Thursday's launch of an Atlas V rocket by United Launch Alliace was for the U.S. Space Force, sending up a communications satellite for the military which is joining a network of five satellites already in orbit.

Upcoming missions for science and exploration are in limbo because of the coronavirus.  The coronavirus outbreak did not delay the ULA mission, but a planned launch by SpaceX which was scheduled for Monday is not happening. The coronavirus has postponed it indefinitely. There are more problems for the industry due to the pandemic.

"NASA centers are closed right now because of the coronavirus," explains space expert Dr. Ken Kremer.

When asked about man’s return to the moon target for 2024, he says the Artemis Program is for the moment frozen.

"There’s no work going on, on preparing the rocket, as well as the Orion deep space capsule, that work has also come to a halt.

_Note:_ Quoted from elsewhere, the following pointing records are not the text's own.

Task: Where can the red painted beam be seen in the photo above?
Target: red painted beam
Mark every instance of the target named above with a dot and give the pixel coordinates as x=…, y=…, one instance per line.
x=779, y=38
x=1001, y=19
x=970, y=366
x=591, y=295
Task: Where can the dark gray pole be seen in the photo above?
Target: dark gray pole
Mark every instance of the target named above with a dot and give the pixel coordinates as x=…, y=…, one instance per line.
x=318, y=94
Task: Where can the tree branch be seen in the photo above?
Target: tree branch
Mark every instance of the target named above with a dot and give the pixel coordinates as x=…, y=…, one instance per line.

At the Kennedy Space Center, NASA says one worker has tested positive so far.  The next big mission on the calendar, to send astronauts to the International Space Station from American soil, was supposed to be in May.

"I think there’s going to be a major impact, yes," Dr. Kremer adds.

That mission, called Demo Two, has not been rescheduled yet. For now, SpaceX and NASA are only saying they will make adjustments as necessary.